Mais également après la guerre, il a tenté de chercher dans ses œuvres le vrai visage de la paix. Escher a construit son œuvre avec une précision extrême et un sens soigneusement équilibré de l'expression musicale.

Rudolf Escher est né à Amsterdam peu de temps avant que la première guerre mondiale n'éclate. Après avoir passé plusieurs années de son enfance à Java, où son père travaillait comme géologue, il s'inscrit à l'école de lettres classiques de la ville hollandaise de Leiden. Présentant de multiples talents, il  hésite entre la musique, les arts plastiques et les lettres. Il se décide finalement pour la musique : Escher  étudie le piano et la composition au Conservatoire de Rotterdam de 1931 à 1937. Élève de composition de Willem Pijper (de 1934 à 1937), il n' écrit que de la musique de chambre. Il compose sa première œuvre orchestrale, le Largo de la Symphonie "In Memoriam Maurice Ravel", en 1940 - juste avant le déclenchement de la deuxième guerre mondiale.

Malheureusement, presque toutes les premières compositions de Escher, depuis son enfance jusque et y compris les années d'études avec Pijper, ont été détruites durant la Blitzkrieg de Rotterdam le 14 mai 1940. Au cours des cinq années cruciales qui suivirent, Rudolf Escher construisit son œuvre, sous la violence destructrice de bottes de l'armée teutonique, ayant des activités souterraines, s'impliquant dans le journal  clandestin "De Vrije Katheder" (*) "Mes travaux durant cette période ont acquis une sorte de lourdeur, avec une étincelle de colère refoulée ici et là, réalisant rapidement qu'ils étaient l'image des catastrophes. Je considère personnellement, que ce ne sont que des constructions d'une valeur éthique, dans un temps où «l'esprit» (si on peut le nommer ainsi) n'a été exclusivement exploité qu'à des fins presque totalement destructrice".

Escher appartenait à un groupe de compositeurs qui a catégoriquement refusé de rejoindre la Kultuurkamer néerlandaise (Département des Arts et de l'Information du Peuple, DVK) dont l'inauguration avait eu lieu au Théâtre Royal de La Haye, le 30 mai 1942. D'autres musiciens «dissidents» se joignirent à cette résistance notamment Jan van Gilse, M.A. Brandts Buys, Hans Henkemans, Karel Mengelberg, Hans Osieck, et Marius Flothuis.. En 1943, Bertus van Lier, Paul Sanders, l'écrivain Theun de Vries et l'anthropologue et médecin Arie de Froe aussi les ont rejoints.

(*) En novembre 1940, après l'occupation des Pays-Bas par les forces allemandes, le journal clandestin De Vrije Katheder (Le libre lutrin) a été fondé par un groupe d'étudiants communistes de l'Université d'Amsterdam.

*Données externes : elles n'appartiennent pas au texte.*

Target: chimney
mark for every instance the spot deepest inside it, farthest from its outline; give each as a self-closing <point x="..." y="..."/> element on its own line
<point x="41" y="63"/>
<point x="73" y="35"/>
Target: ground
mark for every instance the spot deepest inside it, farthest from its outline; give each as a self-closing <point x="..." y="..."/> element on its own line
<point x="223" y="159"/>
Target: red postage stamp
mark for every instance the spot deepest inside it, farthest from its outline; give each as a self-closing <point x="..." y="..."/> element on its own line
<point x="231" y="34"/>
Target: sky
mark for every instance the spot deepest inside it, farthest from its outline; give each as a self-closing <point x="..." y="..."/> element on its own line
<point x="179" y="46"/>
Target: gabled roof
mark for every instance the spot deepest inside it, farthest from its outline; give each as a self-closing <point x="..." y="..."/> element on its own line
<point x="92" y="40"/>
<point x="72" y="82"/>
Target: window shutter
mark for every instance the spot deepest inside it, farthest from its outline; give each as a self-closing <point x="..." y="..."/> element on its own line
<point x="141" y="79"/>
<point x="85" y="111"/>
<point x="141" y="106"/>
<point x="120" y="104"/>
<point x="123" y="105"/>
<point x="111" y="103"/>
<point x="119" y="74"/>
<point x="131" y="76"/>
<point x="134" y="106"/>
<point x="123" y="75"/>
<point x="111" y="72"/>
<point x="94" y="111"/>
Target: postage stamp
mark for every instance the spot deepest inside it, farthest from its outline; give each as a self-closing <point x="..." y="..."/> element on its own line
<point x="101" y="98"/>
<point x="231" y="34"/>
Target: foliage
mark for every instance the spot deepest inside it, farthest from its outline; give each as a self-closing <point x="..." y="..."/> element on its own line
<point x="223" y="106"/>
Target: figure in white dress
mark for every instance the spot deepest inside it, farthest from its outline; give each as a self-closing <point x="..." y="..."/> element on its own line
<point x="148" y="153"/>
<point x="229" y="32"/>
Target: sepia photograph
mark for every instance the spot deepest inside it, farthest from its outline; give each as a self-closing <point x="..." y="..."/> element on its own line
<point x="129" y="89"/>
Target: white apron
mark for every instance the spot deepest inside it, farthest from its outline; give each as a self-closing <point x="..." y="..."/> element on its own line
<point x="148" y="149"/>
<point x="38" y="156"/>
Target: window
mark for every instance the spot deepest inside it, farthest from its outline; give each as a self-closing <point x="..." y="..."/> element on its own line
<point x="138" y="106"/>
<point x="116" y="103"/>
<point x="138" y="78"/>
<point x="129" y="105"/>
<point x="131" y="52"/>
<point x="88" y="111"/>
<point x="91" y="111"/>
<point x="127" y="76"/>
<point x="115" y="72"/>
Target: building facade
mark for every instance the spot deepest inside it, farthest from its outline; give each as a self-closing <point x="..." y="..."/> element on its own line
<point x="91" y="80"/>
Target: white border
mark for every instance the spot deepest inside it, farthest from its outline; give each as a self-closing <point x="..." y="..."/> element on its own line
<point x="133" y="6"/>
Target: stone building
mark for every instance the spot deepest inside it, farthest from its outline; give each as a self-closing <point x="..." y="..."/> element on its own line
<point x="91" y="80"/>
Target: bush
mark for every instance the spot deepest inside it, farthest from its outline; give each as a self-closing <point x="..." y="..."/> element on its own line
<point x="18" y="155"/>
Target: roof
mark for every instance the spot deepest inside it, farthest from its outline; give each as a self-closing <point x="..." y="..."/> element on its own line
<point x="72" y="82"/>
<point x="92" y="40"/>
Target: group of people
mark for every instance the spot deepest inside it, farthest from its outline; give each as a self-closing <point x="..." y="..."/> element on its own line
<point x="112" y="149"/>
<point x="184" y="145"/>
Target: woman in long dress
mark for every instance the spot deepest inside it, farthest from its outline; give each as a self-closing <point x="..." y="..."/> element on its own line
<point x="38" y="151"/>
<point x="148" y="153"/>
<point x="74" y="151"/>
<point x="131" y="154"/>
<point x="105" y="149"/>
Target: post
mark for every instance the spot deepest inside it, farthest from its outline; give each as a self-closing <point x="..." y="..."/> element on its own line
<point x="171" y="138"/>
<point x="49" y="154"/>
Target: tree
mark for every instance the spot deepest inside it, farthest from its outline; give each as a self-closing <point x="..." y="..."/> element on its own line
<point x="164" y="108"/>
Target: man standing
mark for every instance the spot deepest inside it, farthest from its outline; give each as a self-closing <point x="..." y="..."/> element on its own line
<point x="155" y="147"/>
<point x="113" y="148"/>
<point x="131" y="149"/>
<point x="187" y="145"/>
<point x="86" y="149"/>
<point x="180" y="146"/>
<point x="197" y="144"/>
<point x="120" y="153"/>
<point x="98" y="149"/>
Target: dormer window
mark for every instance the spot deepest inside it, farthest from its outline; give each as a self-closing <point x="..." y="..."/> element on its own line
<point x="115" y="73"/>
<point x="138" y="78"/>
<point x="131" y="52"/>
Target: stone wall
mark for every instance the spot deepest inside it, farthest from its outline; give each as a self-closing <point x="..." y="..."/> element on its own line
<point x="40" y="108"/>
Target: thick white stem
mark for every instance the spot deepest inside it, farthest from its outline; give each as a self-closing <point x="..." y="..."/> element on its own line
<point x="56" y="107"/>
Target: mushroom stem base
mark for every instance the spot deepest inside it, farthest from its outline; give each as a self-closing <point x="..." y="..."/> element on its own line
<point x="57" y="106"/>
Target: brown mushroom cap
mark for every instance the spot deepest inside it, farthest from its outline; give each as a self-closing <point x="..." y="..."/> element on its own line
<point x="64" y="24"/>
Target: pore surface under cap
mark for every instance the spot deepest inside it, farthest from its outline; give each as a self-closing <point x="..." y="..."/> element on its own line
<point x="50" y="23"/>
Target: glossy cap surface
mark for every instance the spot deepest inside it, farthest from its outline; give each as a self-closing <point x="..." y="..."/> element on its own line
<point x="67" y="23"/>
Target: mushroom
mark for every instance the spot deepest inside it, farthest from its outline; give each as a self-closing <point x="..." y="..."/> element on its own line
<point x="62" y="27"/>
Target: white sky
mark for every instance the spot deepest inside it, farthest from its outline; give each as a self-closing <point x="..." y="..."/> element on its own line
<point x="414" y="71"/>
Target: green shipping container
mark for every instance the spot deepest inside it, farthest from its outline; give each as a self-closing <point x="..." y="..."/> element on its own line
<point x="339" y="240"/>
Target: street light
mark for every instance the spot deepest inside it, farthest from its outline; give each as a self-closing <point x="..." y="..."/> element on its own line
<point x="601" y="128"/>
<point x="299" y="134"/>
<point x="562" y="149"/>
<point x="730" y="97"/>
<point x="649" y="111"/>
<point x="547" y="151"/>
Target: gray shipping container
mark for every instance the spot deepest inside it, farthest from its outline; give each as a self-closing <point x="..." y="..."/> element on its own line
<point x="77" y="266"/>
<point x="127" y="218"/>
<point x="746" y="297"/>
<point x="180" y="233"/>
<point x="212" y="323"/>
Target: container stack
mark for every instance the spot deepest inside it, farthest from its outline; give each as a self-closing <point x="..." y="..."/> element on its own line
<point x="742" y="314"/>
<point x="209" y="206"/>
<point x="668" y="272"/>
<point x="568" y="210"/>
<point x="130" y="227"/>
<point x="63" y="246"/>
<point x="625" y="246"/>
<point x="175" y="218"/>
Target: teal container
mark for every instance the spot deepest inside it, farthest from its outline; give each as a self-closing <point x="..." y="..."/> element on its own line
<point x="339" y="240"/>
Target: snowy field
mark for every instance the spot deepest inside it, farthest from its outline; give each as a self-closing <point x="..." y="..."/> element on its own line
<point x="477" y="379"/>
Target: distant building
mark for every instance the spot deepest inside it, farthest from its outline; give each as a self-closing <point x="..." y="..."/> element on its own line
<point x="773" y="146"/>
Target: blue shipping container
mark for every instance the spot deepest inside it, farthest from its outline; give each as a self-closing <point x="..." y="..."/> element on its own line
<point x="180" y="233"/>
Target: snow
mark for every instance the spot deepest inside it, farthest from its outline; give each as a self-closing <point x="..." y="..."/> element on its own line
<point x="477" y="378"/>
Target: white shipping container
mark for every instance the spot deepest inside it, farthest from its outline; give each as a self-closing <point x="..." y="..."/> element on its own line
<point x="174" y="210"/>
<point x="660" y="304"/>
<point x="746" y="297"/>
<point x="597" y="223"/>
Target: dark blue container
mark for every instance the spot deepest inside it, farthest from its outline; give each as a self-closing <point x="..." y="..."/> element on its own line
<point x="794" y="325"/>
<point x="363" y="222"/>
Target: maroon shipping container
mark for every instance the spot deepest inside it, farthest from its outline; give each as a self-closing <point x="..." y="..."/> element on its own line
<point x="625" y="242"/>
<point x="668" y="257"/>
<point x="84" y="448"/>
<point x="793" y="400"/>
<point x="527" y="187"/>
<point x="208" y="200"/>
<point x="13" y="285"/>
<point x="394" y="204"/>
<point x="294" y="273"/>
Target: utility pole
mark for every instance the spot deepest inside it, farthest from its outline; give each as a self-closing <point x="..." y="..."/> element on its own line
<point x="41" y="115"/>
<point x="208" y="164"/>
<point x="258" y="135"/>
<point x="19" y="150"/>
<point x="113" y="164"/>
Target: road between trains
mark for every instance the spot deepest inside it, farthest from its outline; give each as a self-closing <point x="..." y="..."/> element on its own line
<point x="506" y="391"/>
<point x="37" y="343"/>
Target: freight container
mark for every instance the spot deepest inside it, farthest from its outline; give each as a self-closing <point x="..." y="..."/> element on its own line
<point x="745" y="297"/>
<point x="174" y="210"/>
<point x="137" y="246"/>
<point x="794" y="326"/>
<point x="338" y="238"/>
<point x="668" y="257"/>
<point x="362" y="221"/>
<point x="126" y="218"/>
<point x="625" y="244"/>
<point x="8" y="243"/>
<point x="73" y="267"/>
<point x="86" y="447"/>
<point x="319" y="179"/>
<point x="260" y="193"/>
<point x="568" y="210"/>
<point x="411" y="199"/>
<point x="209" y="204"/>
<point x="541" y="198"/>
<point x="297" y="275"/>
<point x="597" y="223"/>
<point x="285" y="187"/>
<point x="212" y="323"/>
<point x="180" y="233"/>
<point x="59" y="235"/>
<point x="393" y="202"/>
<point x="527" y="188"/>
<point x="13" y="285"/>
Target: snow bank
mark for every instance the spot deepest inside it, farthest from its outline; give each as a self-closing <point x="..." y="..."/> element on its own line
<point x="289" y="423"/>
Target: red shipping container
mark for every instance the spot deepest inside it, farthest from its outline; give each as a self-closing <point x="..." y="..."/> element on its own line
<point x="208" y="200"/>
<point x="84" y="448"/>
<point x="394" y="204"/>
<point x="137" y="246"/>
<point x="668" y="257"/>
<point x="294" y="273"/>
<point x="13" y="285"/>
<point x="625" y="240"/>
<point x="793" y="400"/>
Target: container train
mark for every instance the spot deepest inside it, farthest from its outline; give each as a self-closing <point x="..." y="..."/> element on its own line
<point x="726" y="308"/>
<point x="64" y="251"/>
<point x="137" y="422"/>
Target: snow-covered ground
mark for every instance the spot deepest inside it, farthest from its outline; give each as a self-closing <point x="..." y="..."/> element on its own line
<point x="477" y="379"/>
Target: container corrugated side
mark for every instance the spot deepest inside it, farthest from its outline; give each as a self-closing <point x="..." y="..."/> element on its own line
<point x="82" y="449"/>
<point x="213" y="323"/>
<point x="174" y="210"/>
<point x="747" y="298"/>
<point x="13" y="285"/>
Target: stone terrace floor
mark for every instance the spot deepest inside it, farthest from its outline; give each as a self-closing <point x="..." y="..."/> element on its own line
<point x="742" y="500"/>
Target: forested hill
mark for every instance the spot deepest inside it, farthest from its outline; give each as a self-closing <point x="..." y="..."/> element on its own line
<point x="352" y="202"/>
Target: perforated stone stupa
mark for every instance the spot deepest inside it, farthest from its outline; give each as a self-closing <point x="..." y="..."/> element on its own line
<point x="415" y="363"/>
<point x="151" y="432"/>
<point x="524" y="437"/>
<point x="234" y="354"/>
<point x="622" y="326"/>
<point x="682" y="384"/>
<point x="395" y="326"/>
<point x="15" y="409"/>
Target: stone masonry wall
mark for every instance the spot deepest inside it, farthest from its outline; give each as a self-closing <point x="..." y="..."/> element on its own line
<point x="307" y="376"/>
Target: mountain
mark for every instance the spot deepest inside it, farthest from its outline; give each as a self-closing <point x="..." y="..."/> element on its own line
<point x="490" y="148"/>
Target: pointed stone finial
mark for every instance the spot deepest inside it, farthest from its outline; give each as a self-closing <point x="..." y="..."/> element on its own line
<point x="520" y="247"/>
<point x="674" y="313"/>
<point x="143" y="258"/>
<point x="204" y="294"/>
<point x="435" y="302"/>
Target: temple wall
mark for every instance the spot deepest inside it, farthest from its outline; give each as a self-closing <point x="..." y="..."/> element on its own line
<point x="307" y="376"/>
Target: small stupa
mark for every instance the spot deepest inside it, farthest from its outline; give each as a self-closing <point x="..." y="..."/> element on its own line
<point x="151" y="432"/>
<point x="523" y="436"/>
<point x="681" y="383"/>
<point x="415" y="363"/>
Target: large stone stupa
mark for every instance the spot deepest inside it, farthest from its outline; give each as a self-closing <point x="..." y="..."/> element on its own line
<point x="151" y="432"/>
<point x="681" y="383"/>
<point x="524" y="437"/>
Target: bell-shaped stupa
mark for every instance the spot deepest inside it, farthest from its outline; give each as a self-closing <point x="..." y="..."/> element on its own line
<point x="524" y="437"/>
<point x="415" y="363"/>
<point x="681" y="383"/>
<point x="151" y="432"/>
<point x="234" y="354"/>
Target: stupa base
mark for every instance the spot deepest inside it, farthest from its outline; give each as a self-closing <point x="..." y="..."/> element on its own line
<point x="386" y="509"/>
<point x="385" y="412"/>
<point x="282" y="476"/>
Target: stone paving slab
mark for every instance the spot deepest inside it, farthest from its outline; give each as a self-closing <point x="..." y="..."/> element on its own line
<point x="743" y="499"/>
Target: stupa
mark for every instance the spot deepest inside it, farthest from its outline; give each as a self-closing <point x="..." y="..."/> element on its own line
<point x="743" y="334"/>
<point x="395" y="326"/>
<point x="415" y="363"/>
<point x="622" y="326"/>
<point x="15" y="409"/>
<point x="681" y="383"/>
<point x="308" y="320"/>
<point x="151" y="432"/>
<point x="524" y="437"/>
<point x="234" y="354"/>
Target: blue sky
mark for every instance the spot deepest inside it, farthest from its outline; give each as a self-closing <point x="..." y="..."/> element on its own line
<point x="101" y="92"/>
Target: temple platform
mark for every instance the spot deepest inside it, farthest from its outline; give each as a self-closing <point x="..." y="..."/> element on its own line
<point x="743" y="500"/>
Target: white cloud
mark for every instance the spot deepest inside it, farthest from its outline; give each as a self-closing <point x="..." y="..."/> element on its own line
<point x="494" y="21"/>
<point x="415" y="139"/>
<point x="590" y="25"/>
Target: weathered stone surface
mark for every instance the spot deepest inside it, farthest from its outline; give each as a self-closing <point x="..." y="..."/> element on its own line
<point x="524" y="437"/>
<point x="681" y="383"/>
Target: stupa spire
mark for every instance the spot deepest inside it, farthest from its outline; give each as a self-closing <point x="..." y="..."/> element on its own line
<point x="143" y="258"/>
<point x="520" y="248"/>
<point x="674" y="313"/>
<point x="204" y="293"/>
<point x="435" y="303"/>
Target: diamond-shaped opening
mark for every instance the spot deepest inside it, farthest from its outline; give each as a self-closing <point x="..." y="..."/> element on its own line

Les étudiants ont agi de leur propre initiative n'ayant aucun lien organisationnel avec les groupes clandestins du parti communiste.

Les compositions de guerre les plus importantes de Escher sont la Musique pour l'esprit en deuil, pour orchestre (1941–43), la Sonate concertante pour violoncelle et piano (1943) et Arcana musae dona pour piano, écrit en 1944. Dans plusieurs compositions d'après-guerre Escher a également montré ses idées sur la guerre et la paix. Citons notamment le œuvre orchestrale Hymne du grand Meaulnes et Le vrai visage de la paix pour un chœur cappella. «Alors que ces compositions ne «sont pas issues de la Catastrophe», ces musiques transmettent une quête de paix, d'équilibre, et d'air neuf. Comment une composition peut-t-elle refléter ces sentimenst? Les œuvres chorales, Songs of Love, Eternity et Ciel, air et vents de fournissent une réponse à cette question.»

Après toute la misère que la guerre avait apportée, Escher est resté fidèle à son propre langage de composition et n'a pas succombé à l'influence des nouvelles tendances des modernistes. «En ce sens, Rudolf Escher était un compositeur prudent. Mais aussi un compositeur contemporain, son choix n'était pas simplement le refus de vivre avec son temps, mais plutôt un processus méticuleux d'évaluation des possibilités de chaque nouvelle technique. Après tout, composer n'est pas la même chose qu'adopter une certaine technique.»
Il n'est donc pas étonnant que Escher a étudié les possibilités et les difficultés techniques de la musique électronique, alors en vogue à Delft et Utrecht entre 1959 et 1961. Il en a conclu qu'elle n'était pas en mesure de transmettre les valeurs esthétiques de sa musique.
Peu de temps après la libération, Eschercommence à écrire sur les Arts et la Musique pour la revue De Groene Amsterdammer (1945–46) et s'installe à Amsterdam. Plus tard, sur la recommandation du professeur Eduard Reeser, Escher est nommé maître de conférences en musicologie à l'Université d'Utrecht, où, entre 1964 et 1975, il enseigne la musique du XXe siècle et effectue des recherches théoriques et sonores. Escher publie également des essais et des articles dans divers journaux et revues. Les compositeurs français tels que Debussy et Ravel ont toujours été pour lui une source d'inspiration.